Solution: Filter out non-change tasks
To create notification policies that only trigger when actual infrastructure changes are detected, you can filter out tasks with statuses that don't represent real changes. Here's an example of how to modify your notification policy:
# Run state changes with filtered Ansible tasks
webhook[{"endpoint_id": endpoint_id, "payload": run_payload}] {
# Send the webhook to any endpoint labeled as "msteams"

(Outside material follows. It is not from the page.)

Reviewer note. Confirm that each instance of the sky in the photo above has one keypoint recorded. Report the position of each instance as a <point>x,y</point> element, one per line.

endpoint := input.webhook_endpoints[_]
endpoint.labels[_] == "msteams"
endpoint_id := endpoint.id
# Only send the webhook if both the run state and type are interesting
interesting_run_states[run_state]
input.run_updated.run.drift_detection
changes_detected_or_failed
}
changes_detected_or_failed {
count([a | a := input.run_updated.run.changes[_].action; a != "ok"; a != "skipped"; a != "ignored"; a != "rescued"]) != 0
}This policy logic:
Filters out tasks with "ok", "skipped", "ignored", and "rescued" statuses
Only triggers notifications when tasks with meaningful change statuses (like "changed" or "failed") are present
Ensures you only receive notifications for actual infrastructure drift
By implementing this filter, your notification policy will only trigger when Ansible tasks indicate real infrastructure changes, reducing noise from routine drift detection runs that find no actual drift.